In Stockholm, the city feels still. The snow crunching and collapsing under my boots gives rhythm to our journey home—crossing the bridge over slushy water and scooting down an icy hill into our neighborhood where glowing paper stars hang in most windows. The city, this suburb, our temporary Airbnb home feel insulated, but I remain on the verge—waiting for an explosion of chatter, a bottle to break. This anticipation feels unsettling and makes my brain churn. I think of my students.

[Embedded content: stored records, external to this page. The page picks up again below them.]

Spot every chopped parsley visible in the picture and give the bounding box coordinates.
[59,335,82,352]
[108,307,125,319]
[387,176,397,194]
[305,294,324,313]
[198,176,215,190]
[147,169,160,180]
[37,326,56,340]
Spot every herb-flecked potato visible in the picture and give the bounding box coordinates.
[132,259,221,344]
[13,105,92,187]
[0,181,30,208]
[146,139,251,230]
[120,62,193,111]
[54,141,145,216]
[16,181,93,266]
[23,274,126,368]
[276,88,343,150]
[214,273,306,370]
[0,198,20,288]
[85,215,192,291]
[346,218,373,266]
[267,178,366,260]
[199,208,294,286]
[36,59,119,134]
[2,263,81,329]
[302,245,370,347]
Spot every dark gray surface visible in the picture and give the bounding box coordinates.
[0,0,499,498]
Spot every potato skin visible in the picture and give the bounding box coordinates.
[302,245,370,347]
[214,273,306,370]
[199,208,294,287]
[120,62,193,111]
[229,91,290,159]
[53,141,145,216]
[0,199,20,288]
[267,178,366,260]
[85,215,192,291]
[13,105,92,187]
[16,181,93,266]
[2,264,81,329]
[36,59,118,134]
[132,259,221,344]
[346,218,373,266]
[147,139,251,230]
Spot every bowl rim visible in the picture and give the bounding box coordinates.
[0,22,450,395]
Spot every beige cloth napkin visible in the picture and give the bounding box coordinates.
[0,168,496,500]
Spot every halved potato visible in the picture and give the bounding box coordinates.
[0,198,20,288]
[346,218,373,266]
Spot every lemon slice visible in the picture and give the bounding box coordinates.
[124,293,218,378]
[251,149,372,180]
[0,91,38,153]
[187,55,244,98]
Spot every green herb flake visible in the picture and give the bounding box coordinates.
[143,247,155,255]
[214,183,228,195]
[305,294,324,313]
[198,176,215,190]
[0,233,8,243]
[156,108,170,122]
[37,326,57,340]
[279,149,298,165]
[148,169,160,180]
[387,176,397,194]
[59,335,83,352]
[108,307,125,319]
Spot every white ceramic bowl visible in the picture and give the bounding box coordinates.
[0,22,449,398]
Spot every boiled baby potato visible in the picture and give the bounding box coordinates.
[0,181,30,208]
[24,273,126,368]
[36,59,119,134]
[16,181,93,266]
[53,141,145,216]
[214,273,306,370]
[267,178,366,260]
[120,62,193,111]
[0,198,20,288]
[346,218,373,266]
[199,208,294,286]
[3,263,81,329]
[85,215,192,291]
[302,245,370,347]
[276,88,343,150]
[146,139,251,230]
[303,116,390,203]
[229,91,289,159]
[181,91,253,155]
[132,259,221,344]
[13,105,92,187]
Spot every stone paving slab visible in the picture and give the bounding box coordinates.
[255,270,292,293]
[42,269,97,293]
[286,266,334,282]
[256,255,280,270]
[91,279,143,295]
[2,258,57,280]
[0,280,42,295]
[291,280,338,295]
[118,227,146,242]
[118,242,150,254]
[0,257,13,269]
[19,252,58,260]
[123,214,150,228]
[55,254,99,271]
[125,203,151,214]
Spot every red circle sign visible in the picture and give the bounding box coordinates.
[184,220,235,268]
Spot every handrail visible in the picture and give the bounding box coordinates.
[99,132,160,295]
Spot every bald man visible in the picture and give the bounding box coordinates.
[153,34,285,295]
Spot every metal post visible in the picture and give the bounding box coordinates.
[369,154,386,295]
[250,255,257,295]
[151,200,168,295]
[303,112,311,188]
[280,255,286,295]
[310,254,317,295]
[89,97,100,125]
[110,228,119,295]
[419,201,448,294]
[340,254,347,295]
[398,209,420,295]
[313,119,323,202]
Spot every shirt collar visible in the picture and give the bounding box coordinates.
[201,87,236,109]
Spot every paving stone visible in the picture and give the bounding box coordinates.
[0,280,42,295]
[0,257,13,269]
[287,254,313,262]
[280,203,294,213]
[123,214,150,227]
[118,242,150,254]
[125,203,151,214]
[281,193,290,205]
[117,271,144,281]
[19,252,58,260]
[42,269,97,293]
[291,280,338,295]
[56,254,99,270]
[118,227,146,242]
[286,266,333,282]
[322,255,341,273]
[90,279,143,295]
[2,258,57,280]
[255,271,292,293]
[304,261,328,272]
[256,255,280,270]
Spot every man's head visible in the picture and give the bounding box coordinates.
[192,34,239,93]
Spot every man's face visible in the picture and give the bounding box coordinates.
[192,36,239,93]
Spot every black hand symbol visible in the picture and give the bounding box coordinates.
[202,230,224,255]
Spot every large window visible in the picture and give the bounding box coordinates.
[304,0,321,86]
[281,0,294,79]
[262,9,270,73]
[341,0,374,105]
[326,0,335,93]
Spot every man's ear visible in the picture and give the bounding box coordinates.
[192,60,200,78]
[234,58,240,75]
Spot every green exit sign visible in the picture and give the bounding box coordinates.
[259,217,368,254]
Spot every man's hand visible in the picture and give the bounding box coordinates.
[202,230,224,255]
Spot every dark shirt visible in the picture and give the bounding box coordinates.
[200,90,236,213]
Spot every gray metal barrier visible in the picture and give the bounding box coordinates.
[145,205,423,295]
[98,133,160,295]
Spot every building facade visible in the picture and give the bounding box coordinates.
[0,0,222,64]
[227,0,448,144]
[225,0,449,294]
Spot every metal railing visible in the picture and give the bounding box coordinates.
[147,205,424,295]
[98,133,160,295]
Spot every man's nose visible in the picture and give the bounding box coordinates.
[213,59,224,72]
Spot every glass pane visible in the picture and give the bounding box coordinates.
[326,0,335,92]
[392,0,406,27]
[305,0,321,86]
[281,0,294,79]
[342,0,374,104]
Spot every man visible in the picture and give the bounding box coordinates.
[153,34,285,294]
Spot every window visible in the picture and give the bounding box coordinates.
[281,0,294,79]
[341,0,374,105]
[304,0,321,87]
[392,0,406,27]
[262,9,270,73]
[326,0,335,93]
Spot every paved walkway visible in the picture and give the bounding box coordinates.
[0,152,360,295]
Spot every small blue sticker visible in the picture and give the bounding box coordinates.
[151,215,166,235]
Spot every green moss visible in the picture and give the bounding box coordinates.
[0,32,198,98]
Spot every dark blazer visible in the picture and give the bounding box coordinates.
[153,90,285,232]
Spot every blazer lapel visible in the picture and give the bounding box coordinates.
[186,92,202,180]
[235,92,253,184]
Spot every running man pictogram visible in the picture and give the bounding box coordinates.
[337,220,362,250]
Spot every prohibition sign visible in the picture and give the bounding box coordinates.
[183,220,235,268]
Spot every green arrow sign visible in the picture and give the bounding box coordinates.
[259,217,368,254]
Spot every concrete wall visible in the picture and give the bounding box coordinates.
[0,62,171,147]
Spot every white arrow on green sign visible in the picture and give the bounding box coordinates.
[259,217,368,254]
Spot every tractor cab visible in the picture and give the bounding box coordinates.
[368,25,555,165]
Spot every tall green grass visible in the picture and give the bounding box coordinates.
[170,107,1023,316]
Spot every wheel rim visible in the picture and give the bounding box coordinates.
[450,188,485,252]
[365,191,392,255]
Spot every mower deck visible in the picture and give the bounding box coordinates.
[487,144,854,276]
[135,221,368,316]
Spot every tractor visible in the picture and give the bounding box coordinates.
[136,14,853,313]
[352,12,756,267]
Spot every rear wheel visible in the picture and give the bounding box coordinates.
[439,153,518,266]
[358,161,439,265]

My students never rest. The volume oscillates from soft Spanish susurras, whispers, to shouts that extend across the room. The brief moments of focus bring silence, but they break with noise that is not easily tamed. Silence doesn’t sit well with my Spanish students—they seem at ease in an agitated environment, one where I have to tell myself tranquila. They know their volume is irritating and inappropriate and occasionally one will yell “¡Que te calles!” the equivalent to “Shut up!” in an effort to relieve my apparent distress. I have forgotten the power of silence and empty space—the power of pausing on the edge of a neighborhood to observe what lies beyond the boundaries we call home.